Species of flowering plant

Calytrix faucicola is a species of flowering plant in the myrtle family Myrtaceae and is endemic to the Northern Territory of Australia. It is a mostly glabrous shrub with spreading egg-shaped or linear leaves, and pale yellow flowers with about 35 to 45 stamens in several rows.

==Description==
Calytrix faucicola is a mostly glabrous shrub that typically grows to a height of 1 m. Its leaves are egg-shaped to linear, 0.75–1.25 mm long, 0.3–0.5 mm wide and sessile or on a petiole up to 0.1 mm long. There are stipules up to 0.25 mm long at the base of the petioles. The flowers are scattered and borne on a peduncle 3.0–4.25 mm long with egg-shaped lobes 1.5–2.4 mm long, and the floral tube is 3.25–4.75 mm long with 10 ribs. The sepals are free from each other, the lobes more or less egg-shaped with the narrower end towards the base, 0.75–1.0 mm long and 1.5–2.0 mm wide with an awn up to 7 mm long. The petals are pale yellow, the base turning reddish later, narrowly elliptic to more or less linear, 7.0–9.5 mm long and 1.5–2.0 mm wide.
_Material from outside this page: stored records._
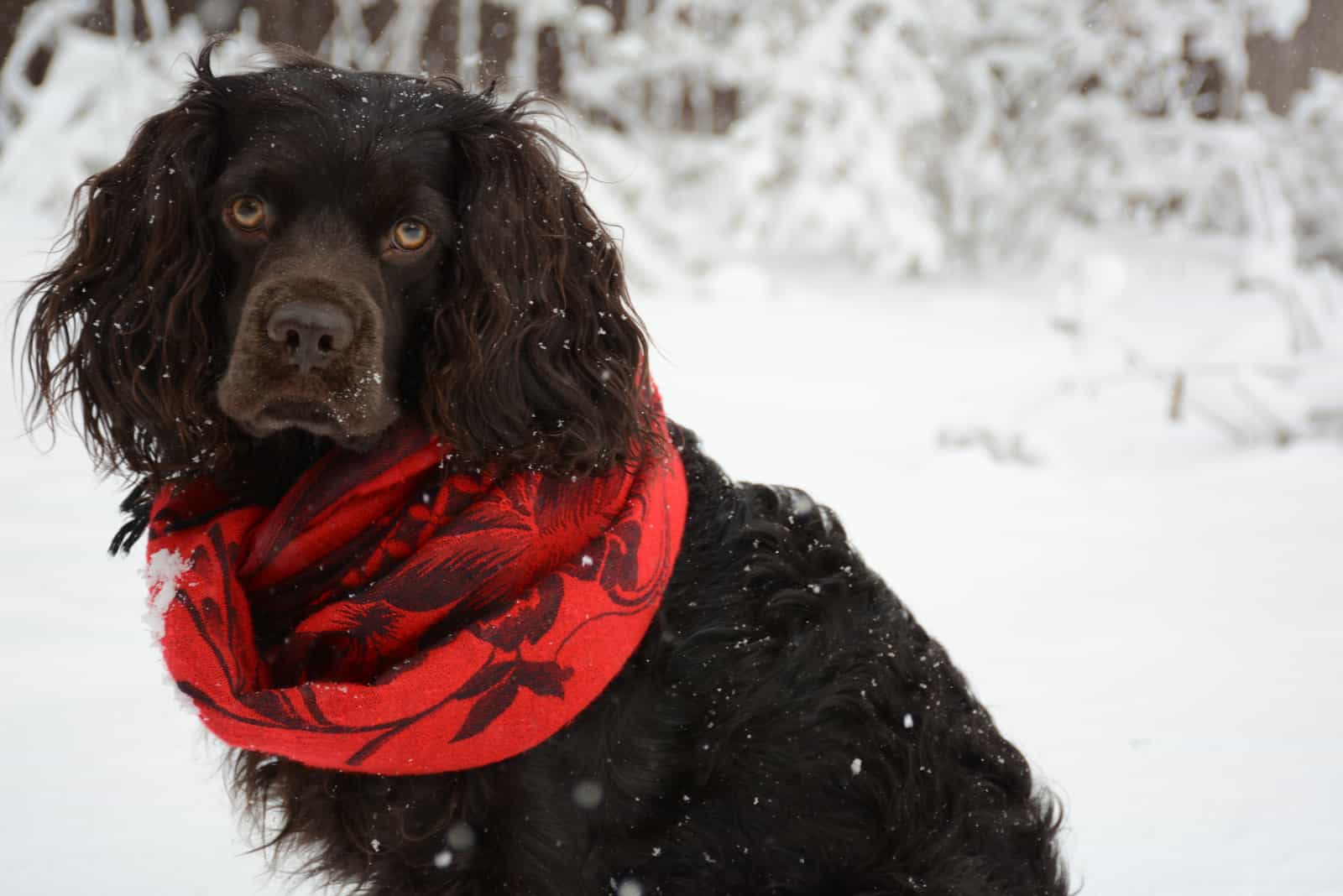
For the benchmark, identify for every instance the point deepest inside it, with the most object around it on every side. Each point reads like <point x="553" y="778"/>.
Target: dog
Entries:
<point x="304" y="258"/>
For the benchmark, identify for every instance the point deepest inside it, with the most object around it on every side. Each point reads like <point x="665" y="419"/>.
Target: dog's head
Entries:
<point x="308" y="248"/>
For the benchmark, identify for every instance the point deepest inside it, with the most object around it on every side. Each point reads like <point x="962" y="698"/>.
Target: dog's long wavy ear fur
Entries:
<point x="123" y="333"/>
<point x="534" y="354"/>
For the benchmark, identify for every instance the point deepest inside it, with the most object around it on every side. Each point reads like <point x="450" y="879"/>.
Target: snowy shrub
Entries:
<point x="94" y="93"/>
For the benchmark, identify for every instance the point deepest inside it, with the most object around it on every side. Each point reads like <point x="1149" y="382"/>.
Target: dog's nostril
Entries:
<point x="312" y="334"/>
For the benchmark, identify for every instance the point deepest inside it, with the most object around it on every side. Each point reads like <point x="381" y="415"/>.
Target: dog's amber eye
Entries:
<point x="248" y="212"/>
<point x="410" y="235"/>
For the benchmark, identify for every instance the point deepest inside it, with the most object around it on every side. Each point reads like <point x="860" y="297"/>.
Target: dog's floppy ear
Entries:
<point x="534" y="354"/>
<point x="123" y="331"/>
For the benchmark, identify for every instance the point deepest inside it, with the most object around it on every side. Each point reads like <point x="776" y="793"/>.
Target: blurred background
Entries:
<point x="1044" y="297"/>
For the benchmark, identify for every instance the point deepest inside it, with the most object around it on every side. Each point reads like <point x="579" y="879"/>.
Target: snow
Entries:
<point x="161" y="575"/>
<point x="1148" y="607"/>
<point x="1150" y="613"/>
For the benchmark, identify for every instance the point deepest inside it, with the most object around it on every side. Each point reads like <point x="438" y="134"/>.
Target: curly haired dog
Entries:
<point x="300" y="257"/>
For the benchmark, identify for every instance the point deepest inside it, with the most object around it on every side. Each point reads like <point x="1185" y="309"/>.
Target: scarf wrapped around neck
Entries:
<point x="389" y="616"/>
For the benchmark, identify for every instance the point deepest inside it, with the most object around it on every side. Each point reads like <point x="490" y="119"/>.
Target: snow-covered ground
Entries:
<point x="1152" y="615"/>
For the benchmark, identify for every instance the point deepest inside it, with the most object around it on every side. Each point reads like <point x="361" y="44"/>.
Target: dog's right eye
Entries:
<point x="248" y="212"/>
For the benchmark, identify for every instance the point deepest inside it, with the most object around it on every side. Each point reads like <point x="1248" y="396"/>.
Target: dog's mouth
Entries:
<point x="347" y="414"/>
<point x="316" y="418"/>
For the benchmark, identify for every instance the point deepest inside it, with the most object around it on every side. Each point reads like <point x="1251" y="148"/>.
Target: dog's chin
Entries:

There are about 35 to 45 pale yellow stamens 3–8 mm long in several rows, and turning reddish as the flowers open.

==Taxonomy==
Calytrix faucicola was first formally described in 1987 by Lyndley Craven in the journal Brunonia from specimens collected at Edith Falls in 1967. The specific epithet (faucicola) means 'gorge-inhabiting'.

==Distribution and habitat==
This species of Calytrix grows in Kakadu National Park and Nitmiluk National Park in the Katherine district.